Small changes can prevent optimizations.

Here’s an example where adding a very useful (and seemingly innocent) method could prevent some useful optimizations.

The ILGenerator class provides a reasonably safe way to emit a stream of IL. It has a bunch of overloaded Emit methods that emit various IL opcodes. The actual opcodes don’t have to be written until the generator is done and the type gets “baked”.

However, it doesn’t expose a way to get the current IL offset in the stream.  This would be useful because although Reflection-emit lets you generate a PDB and thus make it debuggable, sometimes it’s nice to track your own IL-to-Source mapping if you don’t want a PDB.

So Rick and I discussed adding a property to ILGenerator like “CurrentILOffset” that would return the current IL offset for the emitter. The property we want to expose is just sitting there as a private field, so it’s got to be safe, right? Expected usage would be something like this:

    int [] offsetsIL = new int[lines + 1]; 

    offsetsIL[0] = gen.CurrentILOffset; // gets IL offset before source line 1
    gen.Emit(…); // Emit  IL opcodes for source line 1

    offsetsIL[1] = gen.CurrentILOffset; // gets IL offset at the end of line 1 and before line 2
    gen.Emit(…); // Emit  IL opcodes for source line 2

    offsetsIL[2] = gen.CurrentILOffset; // final IL offset

And now the offsetsIL array contains a mapping from source line to IL offset. A compiler could then store that in some random arbitrary non-pdb format (such as via Custom Attributes). (See here for the “right” way to do this)

What’s the problem?
Adding this property seems nice and cute. But being able to provide the IL offset means that you always know the size of code emitted, and that prevents certain optimizations.
Some IL operations can be encoded in different ways. For example, “ldc.i4” has an 4-byte integer argument and pushes that on the IL stack.  That’s 5 bytes total. But there are also short forms of the “load constant” opcode. For example, “ldc.i4.1” pushes the constant ‘1’ onto the stack, and thus shaves off the 4-bytes for the integer argument.
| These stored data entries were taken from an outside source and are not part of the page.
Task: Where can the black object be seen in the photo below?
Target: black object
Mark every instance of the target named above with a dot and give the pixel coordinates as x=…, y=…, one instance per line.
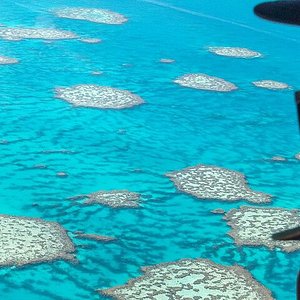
x=280, y=11
x=297, y=97
x=288, y=235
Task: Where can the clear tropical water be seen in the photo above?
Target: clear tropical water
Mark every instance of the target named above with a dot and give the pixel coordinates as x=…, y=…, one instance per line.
x=133, y=148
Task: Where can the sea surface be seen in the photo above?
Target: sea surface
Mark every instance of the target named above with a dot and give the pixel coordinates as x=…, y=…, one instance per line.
x=134, y=148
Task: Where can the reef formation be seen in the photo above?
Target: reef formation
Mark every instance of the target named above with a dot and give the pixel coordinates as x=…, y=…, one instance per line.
x=205, y=82
x=210, y=182
x=234, y=52
x=115, y=199
x=254, y=226
x=191, y=279
x=95, y=96
x=95, y=15
x=30, y=240
x=18, y=33
x=271, y=85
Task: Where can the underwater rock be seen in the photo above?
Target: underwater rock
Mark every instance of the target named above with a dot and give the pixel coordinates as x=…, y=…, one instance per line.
x=271, y=84
x=254, y=226
x=62, y=174
x=115, y=199
x=95, y=15
x=205, y=82
x=17, y=34
x=278, y=158
x=98, y=97
x=167, y=60
x=30, y=240
x=91, y=40
x=95, y=237
x=189, y=279
x=234, y=52
x=96, y=73
x=210, y=182
x=218, y=211
x=7, y=60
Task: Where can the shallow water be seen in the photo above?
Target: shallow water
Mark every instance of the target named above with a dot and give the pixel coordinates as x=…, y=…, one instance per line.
x=133, y=148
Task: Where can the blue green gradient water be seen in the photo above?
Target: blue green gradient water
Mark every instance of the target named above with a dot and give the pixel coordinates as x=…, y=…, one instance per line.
x=133, y=148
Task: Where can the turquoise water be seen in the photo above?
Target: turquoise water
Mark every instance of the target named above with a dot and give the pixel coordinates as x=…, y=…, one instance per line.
x=133, y=148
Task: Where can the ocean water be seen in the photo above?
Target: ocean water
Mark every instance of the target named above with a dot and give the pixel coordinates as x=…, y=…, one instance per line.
x=133, y=148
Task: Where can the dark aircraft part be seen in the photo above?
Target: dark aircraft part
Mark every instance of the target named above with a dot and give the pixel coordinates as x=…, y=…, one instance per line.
x=280, y=11
x=288, y=235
Branch  instructions also have long and short forms. If the branch target is close, it can be encoded in fewer bits, and thus can use a short form of the opcode (bge vs. bge.s).
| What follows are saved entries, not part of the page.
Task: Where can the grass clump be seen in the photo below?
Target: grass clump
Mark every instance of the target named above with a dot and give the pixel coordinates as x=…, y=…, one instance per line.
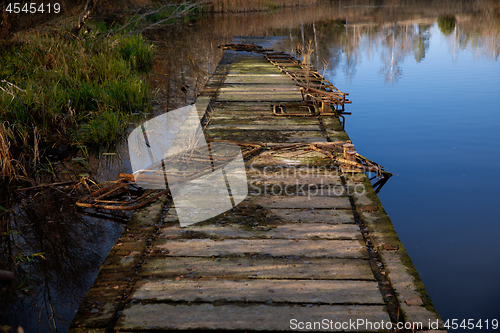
x=60, y=89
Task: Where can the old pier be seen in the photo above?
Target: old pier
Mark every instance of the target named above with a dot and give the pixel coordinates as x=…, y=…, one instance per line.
x=310, y=243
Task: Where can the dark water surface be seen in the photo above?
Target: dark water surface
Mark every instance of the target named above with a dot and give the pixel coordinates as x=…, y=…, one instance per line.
x=426, y=105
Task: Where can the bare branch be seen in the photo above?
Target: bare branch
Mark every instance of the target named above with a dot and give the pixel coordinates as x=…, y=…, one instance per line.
x=10, y=93
x=89, y=7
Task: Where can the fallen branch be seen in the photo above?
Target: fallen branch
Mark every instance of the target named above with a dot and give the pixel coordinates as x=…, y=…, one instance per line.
x=85, y=16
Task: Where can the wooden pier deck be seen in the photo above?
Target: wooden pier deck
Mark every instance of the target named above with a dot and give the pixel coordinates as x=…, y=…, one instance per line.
x=307, y=245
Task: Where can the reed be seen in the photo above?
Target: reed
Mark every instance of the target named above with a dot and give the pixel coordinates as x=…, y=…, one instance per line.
x=258, y=5
x=56, y=89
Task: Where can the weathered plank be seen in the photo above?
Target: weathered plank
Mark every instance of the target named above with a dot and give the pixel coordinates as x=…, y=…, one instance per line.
x=275, y=231
x=298, y=202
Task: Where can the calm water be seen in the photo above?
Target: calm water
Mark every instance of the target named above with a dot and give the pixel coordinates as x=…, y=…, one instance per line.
x=426, y=105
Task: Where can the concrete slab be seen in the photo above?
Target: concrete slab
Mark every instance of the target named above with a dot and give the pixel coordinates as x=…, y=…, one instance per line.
x=314, y=215
x=274, y=231
x=261, y=291
x=301, y=202
x=241, y=317
x=265, y=136
x=257, y=268
x=274, y=248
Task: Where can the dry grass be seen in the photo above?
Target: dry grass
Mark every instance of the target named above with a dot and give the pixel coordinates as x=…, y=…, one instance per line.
x=258, y=5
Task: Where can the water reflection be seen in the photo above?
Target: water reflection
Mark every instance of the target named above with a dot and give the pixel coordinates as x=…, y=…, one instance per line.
x=54, y=254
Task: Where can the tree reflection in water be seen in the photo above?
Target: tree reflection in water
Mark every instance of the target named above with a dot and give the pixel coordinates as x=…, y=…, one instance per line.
x=54, y=253
x=48, y=287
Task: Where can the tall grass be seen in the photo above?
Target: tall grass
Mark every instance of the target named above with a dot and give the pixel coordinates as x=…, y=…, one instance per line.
x=60, y=89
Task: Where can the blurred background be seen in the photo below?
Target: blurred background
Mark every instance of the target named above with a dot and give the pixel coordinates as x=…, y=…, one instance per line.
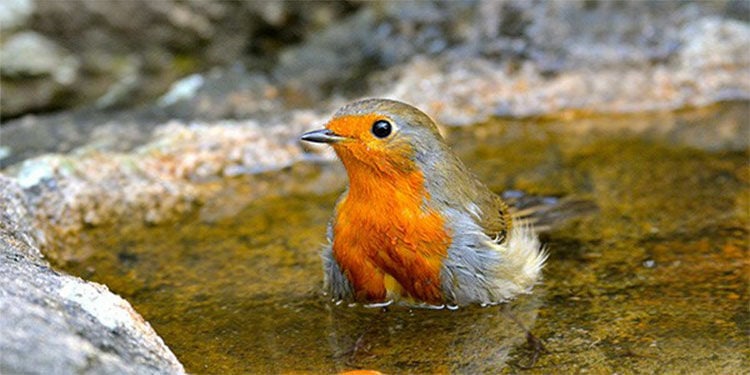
x=243, y=58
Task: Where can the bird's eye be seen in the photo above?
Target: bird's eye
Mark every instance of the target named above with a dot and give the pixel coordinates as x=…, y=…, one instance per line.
x=381, y=128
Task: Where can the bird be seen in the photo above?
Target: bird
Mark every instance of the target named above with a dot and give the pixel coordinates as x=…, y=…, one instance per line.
x=414, y=226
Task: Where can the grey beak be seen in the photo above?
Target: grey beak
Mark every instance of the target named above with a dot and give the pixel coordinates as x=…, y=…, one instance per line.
x=322, y=136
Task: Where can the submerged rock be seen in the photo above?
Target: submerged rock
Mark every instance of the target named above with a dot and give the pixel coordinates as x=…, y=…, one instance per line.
x=53, y=323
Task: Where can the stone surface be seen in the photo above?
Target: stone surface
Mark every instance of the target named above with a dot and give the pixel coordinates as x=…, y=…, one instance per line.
x=52, y=323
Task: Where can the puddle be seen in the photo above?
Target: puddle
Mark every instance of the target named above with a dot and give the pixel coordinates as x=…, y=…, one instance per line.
x=654, y=281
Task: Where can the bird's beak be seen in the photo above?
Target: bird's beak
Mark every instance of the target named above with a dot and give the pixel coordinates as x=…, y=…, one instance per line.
x=322, y=136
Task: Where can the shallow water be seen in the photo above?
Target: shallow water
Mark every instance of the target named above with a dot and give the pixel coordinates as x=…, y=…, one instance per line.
x=653, y=280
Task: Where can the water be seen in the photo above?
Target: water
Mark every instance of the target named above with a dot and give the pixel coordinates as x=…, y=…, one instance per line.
x=654, y=279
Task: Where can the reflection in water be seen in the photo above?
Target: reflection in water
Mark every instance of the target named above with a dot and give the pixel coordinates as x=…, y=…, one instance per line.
x=653, y=281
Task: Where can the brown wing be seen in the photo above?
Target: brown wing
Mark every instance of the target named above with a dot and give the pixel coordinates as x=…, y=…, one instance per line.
x=496, y=217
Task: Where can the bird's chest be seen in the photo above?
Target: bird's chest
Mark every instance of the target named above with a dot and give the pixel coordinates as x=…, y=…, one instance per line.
x=391, y=245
ILAsm (at least in whidbey) has a “/optimize” that will pick shorter encodings when appropriate. For example, no need to emit “ldc.i4 1” (5 bytes) when you could say “ldc.i4.1” (1 byte).

So here’s where it break downs: since an opcode can be encoded in different ways, you may not know the number of the IL bytes it takes, and thus may not be able to accurately provide the IL offset. For example, suppose you had a method like “EmitBranch” that took a branch target and would emit the short form of the opcode is possible. Now suppose you had psuedo code like this:

    Label l = gen.DefineLabel();
    gen.EmitBranch(…, l); // emit a branch to unknown label l
    int offset = gen.CurrentILOffset; // gets IL offset means we need to know the size of that branch instruction


    gen.MarkLabel(l); // label gets marked here.
    gen.Emit(…); // emit more stuff at end

If EmitOtherStuff only emits a few bytes, then the EmitBranch() could emit a short branch. If it emits a lot of bytes, then EmitBranch would need to emit a a long branch instruction.  Thus the behavior of EmitOtherStuff affects the result of CurrentILOffset on the previous line. So exposing the IL offset prevents this sort of optimization.
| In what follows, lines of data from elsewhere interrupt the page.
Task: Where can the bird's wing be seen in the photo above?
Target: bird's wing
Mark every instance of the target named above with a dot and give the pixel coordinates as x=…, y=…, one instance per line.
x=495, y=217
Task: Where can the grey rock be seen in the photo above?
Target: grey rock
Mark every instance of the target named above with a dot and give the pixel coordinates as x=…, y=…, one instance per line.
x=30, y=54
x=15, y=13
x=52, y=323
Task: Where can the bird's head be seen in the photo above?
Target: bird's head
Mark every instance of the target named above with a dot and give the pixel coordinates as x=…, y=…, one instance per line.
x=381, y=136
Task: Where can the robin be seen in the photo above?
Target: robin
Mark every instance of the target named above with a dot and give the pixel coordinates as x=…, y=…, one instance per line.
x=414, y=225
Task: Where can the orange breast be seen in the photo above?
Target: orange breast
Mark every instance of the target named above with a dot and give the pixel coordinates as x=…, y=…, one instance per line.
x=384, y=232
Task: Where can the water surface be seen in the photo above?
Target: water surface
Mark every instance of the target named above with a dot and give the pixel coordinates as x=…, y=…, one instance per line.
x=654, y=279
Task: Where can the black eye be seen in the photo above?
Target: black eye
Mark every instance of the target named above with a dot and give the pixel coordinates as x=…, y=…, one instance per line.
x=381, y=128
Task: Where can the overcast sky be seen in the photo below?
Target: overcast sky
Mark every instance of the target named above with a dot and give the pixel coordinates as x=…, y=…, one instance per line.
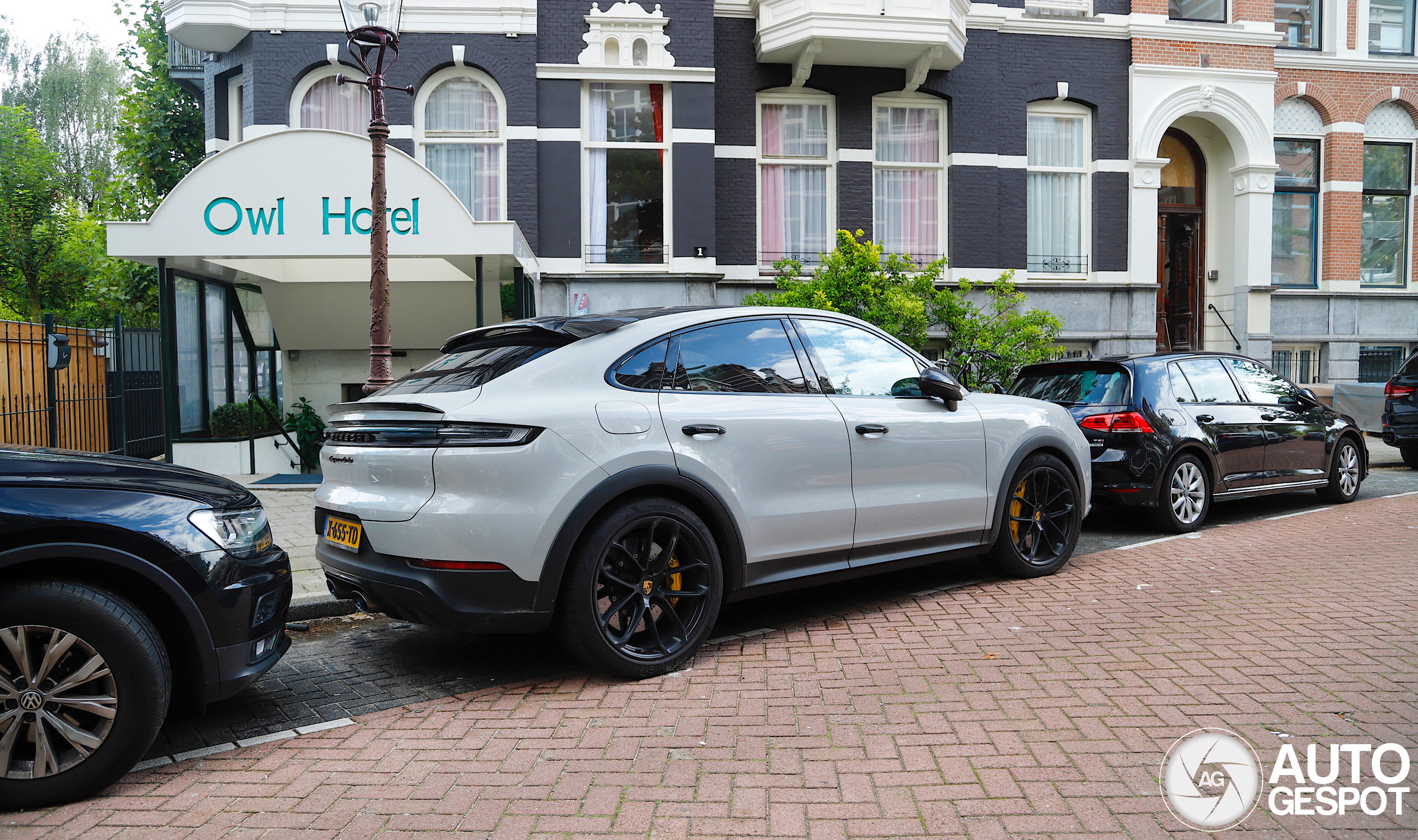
x=34, y=20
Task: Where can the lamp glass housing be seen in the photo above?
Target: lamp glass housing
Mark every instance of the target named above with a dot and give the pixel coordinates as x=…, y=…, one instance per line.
x=382, y=14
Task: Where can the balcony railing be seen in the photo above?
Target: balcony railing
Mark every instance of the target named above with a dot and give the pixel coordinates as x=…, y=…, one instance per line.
x=183, y=60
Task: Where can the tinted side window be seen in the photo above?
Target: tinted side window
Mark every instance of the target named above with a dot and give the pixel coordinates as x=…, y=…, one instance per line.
x=1262, y=386
x=741, y=357
x=646, y=369
x=1209, y=380
x=1180, y=387
x=859, y=363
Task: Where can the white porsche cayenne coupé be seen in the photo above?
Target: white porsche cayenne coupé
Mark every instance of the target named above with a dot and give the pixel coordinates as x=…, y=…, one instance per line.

So I admit this isn’t the best example. IL Generator today does not do this optimization, and the optimization in question is difficult. And for the record, there are ways to abstract exposing the IL offset in a way that allows these optimizations. That aside, it’s a real life example of how innocent  and useful changes can cause grief such as preventing optimizations. This contributes to the “There’s no such thing as a ‘small’ change” philosophy, which is a topic for another blog entry.

Comments (2)

  1. ILGenerator shouldn’t do any "optimizations", it’s a pain in the ass. Exposing IL offset is a critical feature (although it would be acceptable to me to do it based on labels, in a way that the offset only becomes available after the method is finished) and at the moment I’ve reverse engineered ILGenerator and taken a dependency on the implementation details of ILGenerator to be able to map IL offsets to source line numbers.

  2. jmstall says:

    Jeroen – This is more of an abstract point.

    1) It’s reasonable to want some sort of IL emitter that uses short form encodings when possible.

    2) exposing something like ILOffset would prevent that.

    We could pull up other examples where "inocent" changes prevent optimizations.

    In reality, ILGenerator isn’t the optimizing emitter. I expect (no promises) a future version will expose the IL offset. Your situtation is a specific scenario for us.